Each well can each only be used once, and the i2M standards assume authentication will only happen once every few years, or every decade. To prevent forgers peeling off the stickers and putting them on copies, they’re testing tampering inks that would change colour if removed. The system would be purchased by artists on a case-by-case basis and affixed as soon as a piece was completed.
A painting at the Dulwich Picture Gallery in London, which hosted a “spot the fake” exhibition this year. Photo by Carl Court/Getty Images.
The project is interesting to art insurers and investors because it would stabilise the tumultuous art market and reduce the risk they take on when they insure or purchase a work. It’s interesting to collectors and galleries because it would mean being able to sell works without any threat of being sued. And of course, it’s interesting to the artists, who would opt-in to using it because it would give them final say on which pieces were truly authored by their own hands, long after their own deaths.
DNA is the Next Data Format
More and more, DNA looks like our best bet for preserving data long-term. A single gram of DNA can contain as much as 700 terabytes of data. More importantly, perhaps, it can last for hundreds of thousands of years, making it more reliable than any storage tech we know of today. Bioengineers are already proposing writing the whole of human knowledge on DNA and storing it in the Svalbard "Doomsday" Seed Vault for safekeeping.
What Tenniswood and his colleagues at Albany are suggesting isn’t all that far-fetched.

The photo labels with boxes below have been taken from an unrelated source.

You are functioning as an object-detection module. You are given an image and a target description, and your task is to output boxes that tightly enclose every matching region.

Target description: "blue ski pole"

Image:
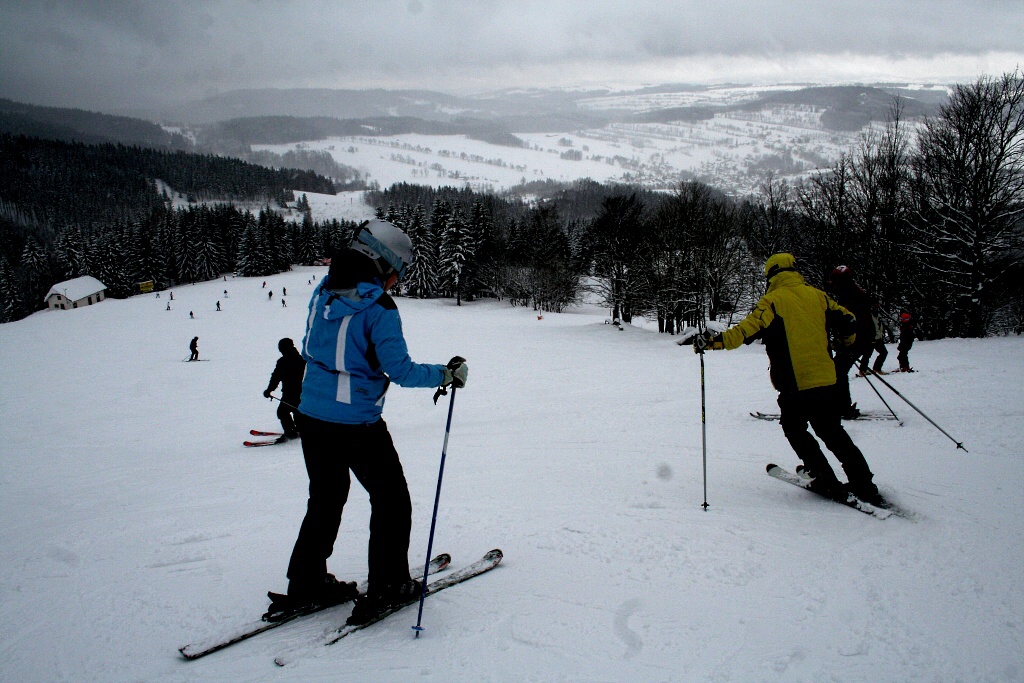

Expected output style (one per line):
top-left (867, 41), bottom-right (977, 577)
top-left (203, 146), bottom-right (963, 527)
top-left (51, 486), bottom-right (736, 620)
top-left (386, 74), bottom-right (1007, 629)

top-left (413, 384), bottom-right (455, 638)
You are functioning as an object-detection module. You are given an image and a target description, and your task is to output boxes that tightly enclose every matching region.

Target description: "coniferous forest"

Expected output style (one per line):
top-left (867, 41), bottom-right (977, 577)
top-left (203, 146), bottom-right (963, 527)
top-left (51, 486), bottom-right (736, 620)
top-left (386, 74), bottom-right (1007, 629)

top-left (0, 73), bottom-right (1024, 338)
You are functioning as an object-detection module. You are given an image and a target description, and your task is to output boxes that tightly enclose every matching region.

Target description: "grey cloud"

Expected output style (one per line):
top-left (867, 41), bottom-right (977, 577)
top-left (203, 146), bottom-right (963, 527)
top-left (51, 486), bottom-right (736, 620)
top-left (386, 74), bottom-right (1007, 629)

top-left (0, 0), bottom-right (1024, 110)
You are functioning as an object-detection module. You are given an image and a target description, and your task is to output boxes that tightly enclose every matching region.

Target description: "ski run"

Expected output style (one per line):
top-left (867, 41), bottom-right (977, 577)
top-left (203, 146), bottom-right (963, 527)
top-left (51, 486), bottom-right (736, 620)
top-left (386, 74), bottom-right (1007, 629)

top-left (178, 553), bottom-right (452, 659)
top-left (0, 267), bottom-right (1024, 683)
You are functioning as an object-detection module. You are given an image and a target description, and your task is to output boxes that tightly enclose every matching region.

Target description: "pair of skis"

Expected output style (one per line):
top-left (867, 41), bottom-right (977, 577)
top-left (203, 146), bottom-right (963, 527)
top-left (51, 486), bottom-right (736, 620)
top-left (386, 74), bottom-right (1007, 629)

top-left (242, 429), bottom-right (288, 449)
top-left (767, 464), bottom-right (907, 519)
top-left (751, 411), bottom-right (896, 422)
top-left (178, 549), bottom-right (502, 667)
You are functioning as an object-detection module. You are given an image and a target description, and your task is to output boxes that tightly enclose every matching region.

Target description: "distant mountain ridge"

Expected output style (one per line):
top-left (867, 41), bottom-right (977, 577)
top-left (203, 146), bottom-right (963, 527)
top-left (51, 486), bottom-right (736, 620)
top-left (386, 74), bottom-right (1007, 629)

top-left (0, 99), bottom-right (190, 150)
top-left (155, 84), bottom-right (945, 134)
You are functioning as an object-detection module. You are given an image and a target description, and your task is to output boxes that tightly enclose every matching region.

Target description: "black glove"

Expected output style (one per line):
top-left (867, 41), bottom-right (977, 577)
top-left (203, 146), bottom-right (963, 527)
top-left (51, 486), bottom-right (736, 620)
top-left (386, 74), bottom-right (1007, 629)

top-left (441, 355), bottom-right (469, 389)
top-left (693, 330), bottom-right (725, 353)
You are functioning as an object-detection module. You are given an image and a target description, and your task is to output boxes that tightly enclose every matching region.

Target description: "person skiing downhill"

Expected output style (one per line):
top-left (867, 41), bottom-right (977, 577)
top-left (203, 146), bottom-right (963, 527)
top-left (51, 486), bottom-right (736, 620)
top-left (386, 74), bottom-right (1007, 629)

top-left (280, 219), bottom-right (469, 624)
top-left (693, 254), bottom-right (883, 504)
top-left (828, 265), bottom-right (878, 420)
top-left (263, 337), bottom-right (306, 441)
top-left (896, 310), bottom-right (913, 373)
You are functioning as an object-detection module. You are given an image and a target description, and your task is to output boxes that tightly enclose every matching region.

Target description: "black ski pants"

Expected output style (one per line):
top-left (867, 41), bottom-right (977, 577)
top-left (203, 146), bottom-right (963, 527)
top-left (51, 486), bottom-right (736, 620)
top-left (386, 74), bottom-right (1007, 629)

top-left (778, 384), bottom-right (873, 488)
top-left (288, 413), bottom-right (413, 595)
top-left (278, 396), bottom-right (301, 438)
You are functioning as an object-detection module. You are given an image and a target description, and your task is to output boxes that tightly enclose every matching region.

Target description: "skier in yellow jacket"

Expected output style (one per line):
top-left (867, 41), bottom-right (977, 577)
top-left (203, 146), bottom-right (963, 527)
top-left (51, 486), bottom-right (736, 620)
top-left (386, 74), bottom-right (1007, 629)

top-left (694, 254), bottom-right (882, 503)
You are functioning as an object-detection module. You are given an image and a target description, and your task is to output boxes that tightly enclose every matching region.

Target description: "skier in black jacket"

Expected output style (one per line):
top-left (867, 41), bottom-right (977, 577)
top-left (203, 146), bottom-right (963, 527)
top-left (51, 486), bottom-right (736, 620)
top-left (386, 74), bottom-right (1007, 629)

top-left (828, 265), bottom-right (877, 420)
top-left (263, 337), bottom-right (306, 440)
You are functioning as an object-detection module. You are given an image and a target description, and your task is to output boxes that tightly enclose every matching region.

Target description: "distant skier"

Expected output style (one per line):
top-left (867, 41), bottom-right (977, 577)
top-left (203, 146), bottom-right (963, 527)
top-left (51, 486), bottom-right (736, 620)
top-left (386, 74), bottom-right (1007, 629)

top-left (828, 265), bottom-right (876, 420)
top-left (857, 303), bottom-right (889, 377)
top-left (693, 254), bottom-right (883, 504)
top-left (263, 337), bottom-right (306, 440)
top-left (896, 310), bottom-right (913, 373)
top-left (270, 220), bottom-right (468, 624)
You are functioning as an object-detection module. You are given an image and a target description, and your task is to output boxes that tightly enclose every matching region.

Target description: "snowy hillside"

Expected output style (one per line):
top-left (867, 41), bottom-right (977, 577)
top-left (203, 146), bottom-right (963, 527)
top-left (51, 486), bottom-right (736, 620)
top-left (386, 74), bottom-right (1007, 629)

top-left (243, 84), bottom-right (946, 196)
top-left (0, 268), bottom-right (1024, 683)
top-left (253, 114), bottom-right (859, 195)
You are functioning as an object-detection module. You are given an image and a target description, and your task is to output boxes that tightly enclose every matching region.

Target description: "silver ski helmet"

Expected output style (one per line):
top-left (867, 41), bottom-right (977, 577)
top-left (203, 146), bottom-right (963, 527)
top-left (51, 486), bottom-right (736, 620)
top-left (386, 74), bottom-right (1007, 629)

top-left (350, 218), bottom-right (413, 279)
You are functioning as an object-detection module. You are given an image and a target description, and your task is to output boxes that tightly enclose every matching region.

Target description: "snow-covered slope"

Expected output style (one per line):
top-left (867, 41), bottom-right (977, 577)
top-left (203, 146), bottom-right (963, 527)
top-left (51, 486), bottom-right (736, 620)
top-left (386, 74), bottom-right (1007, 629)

top-left (0, 268), bottom-right (1024, 682)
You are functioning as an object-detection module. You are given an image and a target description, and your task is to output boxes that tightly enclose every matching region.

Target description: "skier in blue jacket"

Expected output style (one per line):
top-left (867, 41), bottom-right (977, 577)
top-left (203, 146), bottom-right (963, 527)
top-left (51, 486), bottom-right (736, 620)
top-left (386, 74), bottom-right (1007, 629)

top-left (269, 220), bottom-right (469, 624)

But he still sees his proposal as temporary, predicting that it’s only the first stab at a technology in its infancy. The i2M project is testing the stability of the synthetic DNA using artificial ageing technology, but only to 100 years.
“This won’t be a static field,” he says. “Somebody’s going to come up with a better technology in five to ten years time, I would suspect.” Rather, i2M is a first attempt at a more reliable way to track million-pound pieces of art, not a finished product. “This is the starting point for what I think could become a very large industry,” he says.
For example, it’s one thing to encrypt a message beyond recognition, but could the ciphers themselves ever be kept truly secure? Provenire, one of the companies further developing i2M for private enterprise, said that the details of its security system remain proprietary, but was able to give a few details. “All data to and from Provenire’s platform runs on 256-bit encryption together with sophisticated multi-factor authentication,” Provenire’s CIO, Ram Salman, said over email. “Provenire’s proprietary platform will generate a private key for each implemented DNA tag, producing the digital layer where authenticated queries will initially be made.”
i2M’s encrypted DNA stickers are far from a finalised standard; they’re more like a prototype, a first shot at a more advanced method of authenticating art and collectables. The broader goal of Albany’s Center for Innovation, which already includes conservation scientists from the Museum of Modern Art, New York, the Rijksmuseum in Amsterdam, as well as a host of lawyers who specialised in art fraud. The centre has gathered a list of a dozen working artists who have agreed to test the first iteration of the sticker system, including Chuck Close.
There are still plenty of challenges to the system, too, like how it would be affixed to fragile works, and again, the details of the encrypted database itself. But the point of the Center, as Tenniswood points out, isn’t really to develop the perfect technology: it’s to rigorously test all emerging anti-forgery technologies to ensure they can stand up in court.
Whether the i2M project will produce a truly uncrackable system is impossible to say right now — if history tells us anything, it’s that life, and counterfeiters, find a way.